All employees are entitled to time off work for dependents regardless of length of service and whether or not they are employed on a full-time or part-time basis. Workers and the self-employed are excluded from the right to time off for dependents. If an employer suspects that this right is being abused, the employee should be dealt with in accordance with the contractual or workplace disciplinary procedure.

Employers are not under a duty to pay employees for time off work for dependents and may therefore need to ensure that any policy dealing with absences caused by a flu pandemic dovetails with a policy dealing with time off for emergencies.

Travel restrictions?

The World Health Organization has not recommended any travel restrictions, and states in its guidance that any constraints will not curb the spread of the virus. The Government has stated that it is not planning to restrict travel within the UK during a pandemic unless it becomes necessary for public health reasons.

Any restrictions which are considered are likely to be on an advisory basis. At present, it is therefore unlikely that employers are able to restrict employees’ travel plans; however, it is not unreasonable for procedures to be put into place in which employees are required to inform their employers where they intend to travel.

Managing the risks

In the event that employees are either suffering or are at risk from pandemic influenza, which will result in a depleted workforce, employers should consider carrying out risk assessments and putting preventive measures in place. This will be of particular importance where employees are sent home to work, or are deployed to unfamiliar tasks and lone remote working at the business premises as a consequence of reduced staff resource due to sickness absence.
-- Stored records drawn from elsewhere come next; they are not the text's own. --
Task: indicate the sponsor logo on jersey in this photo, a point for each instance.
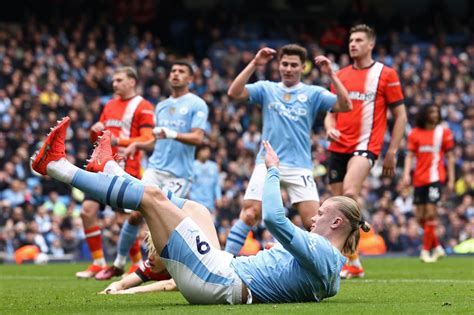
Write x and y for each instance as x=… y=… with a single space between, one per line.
x=292 y=113
x=287 y=97
x=302 y=97
x=177 y=123
x=366 y=97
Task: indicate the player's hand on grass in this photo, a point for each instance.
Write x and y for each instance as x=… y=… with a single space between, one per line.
x=333 y=134
x=264 y=55
x=98 y=127
x=389 y=165
x=271 y=158
x=130 y=151
x=324 y=65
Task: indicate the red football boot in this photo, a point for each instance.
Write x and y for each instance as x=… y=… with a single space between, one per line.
x=102 y=153
x=53 y=148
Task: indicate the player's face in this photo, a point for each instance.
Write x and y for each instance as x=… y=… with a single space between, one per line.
x=291 y=69
x=324 y=218
x=122 y=85
x=179 y=76
x=433 y=115
x=360 y=46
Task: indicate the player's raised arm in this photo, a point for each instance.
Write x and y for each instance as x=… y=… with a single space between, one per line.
x=343 y=103
x=272 y=205
x=237 y=89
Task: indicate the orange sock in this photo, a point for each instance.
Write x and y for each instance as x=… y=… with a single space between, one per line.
x=94 y=240
x=135 y=252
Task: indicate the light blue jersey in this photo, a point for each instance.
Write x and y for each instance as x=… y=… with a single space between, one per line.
x=304 y=268
x=206 y=188
x=181 y=114
x=288 y=115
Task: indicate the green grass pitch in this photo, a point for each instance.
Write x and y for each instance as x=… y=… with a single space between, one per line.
x=391 y=285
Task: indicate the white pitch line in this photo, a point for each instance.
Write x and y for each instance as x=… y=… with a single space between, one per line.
x=34 y=278
x=447 y=281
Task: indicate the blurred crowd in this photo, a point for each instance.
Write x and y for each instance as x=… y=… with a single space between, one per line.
x=49 y=72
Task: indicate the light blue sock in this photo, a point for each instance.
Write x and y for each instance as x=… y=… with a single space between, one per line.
x=236 y=238
x=128 y=234
x=116 y=191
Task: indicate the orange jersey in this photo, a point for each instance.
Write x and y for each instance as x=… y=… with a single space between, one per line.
x=124 y=119
x=429 y=147
x=372 y=91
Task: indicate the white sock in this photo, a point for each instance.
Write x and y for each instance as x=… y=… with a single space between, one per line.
x=62 y=170
x=100 y=262
x=120 y=261
x=112 y=167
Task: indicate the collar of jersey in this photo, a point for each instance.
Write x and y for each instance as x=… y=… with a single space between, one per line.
x=177 y=98
x=295 y=87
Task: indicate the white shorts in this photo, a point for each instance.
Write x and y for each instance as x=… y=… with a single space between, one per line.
x=202 y=273
x=299 y=183
x=178 y=186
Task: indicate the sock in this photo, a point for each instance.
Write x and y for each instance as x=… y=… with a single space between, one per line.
x=135 y=252
x=354 y=260
x=118 y=192
x=113 y=168
x=94 y=240
x=128 y=234
x=236 y=237
x=428 y=236
x=434 y=237
x=62 y=170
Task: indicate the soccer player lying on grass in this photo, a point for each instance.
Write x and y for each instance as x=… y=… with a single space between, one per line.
x=304 y=267
x=152 y=269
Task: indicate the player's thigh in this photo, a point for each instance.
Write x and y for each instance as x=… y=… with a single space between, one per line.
x=300 y=184
x=202 y=272
x=178 y=186
x=358 y=169
x=201 y=215
x=254 y=189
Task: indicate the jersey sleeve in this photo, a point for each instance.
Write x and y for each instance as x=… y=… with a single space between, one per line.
x=393 y=89
x=326 y=100
x=312 y=251
x=448 y=140
x=217 y=186
x=411 y=142
x=200 y=115
x=255 y=91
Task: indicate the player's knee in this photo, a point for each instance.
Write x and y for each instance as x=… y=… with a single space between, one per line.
x=153 y=193
x=135 y=218
x=250 y=215
x=88 y=210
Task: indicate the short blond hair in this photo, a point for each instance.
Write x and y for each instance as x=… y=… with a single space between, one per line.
x=350 y=208
x=364 y=28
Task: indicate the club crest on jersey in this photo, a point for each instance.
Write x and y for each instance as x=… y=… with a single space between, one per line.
x=287 y=97
x=302 y=97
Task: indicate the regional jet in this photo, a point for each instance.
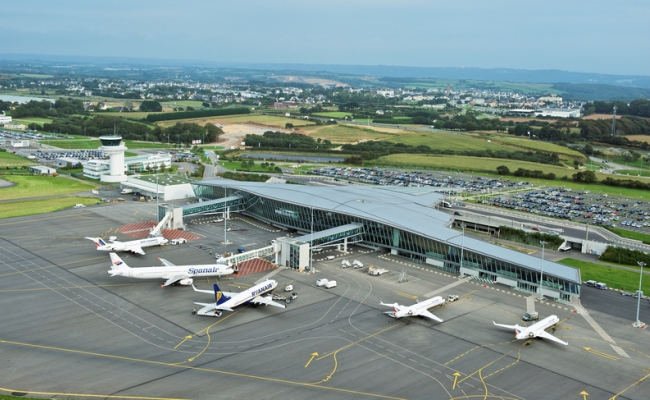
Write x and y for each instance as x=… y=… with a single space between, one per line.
x=416 y=310
x=229 y=300
x=537 y=329
x=134 y=246
x=174 y=274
Employers should also be aware of their obligations under the Working Time Regulations 1998 if the remaining healthy workforce are expected to cover the duties of those employees absent due to sickness.

Display signs

In addition to promoting working at home, the Department of Health advises employers to prominently display signs which discourage staff and visitors with flu symptoms from entering the workplace.

These signs should also remind people of the signs and symptoms of flu; the importance of self-isolation of individuals with symptoms consistent with an influenza-like illness; and the importance of respiratory etiquette (using disposable tissues, covering the mouth when coughing or both nose and mouth when sneezing) and disciplined hand hygiene.

Considering alternatives to direct meetings and reducing interaction by staggering lunch breaks are also proposed.

Employees should assess, and wherever possible improve and promote, access to effective hand hygiene facilities.

The Department of Health has published a simple framework to help businesses assess the practicality and practicability of possible mitigation measures, in order to reduce the spread of the virus.

Despite the advantages in switching off an air conditioning system for illnesses such as flu, the HSE has advised that employers can continue to use such systems.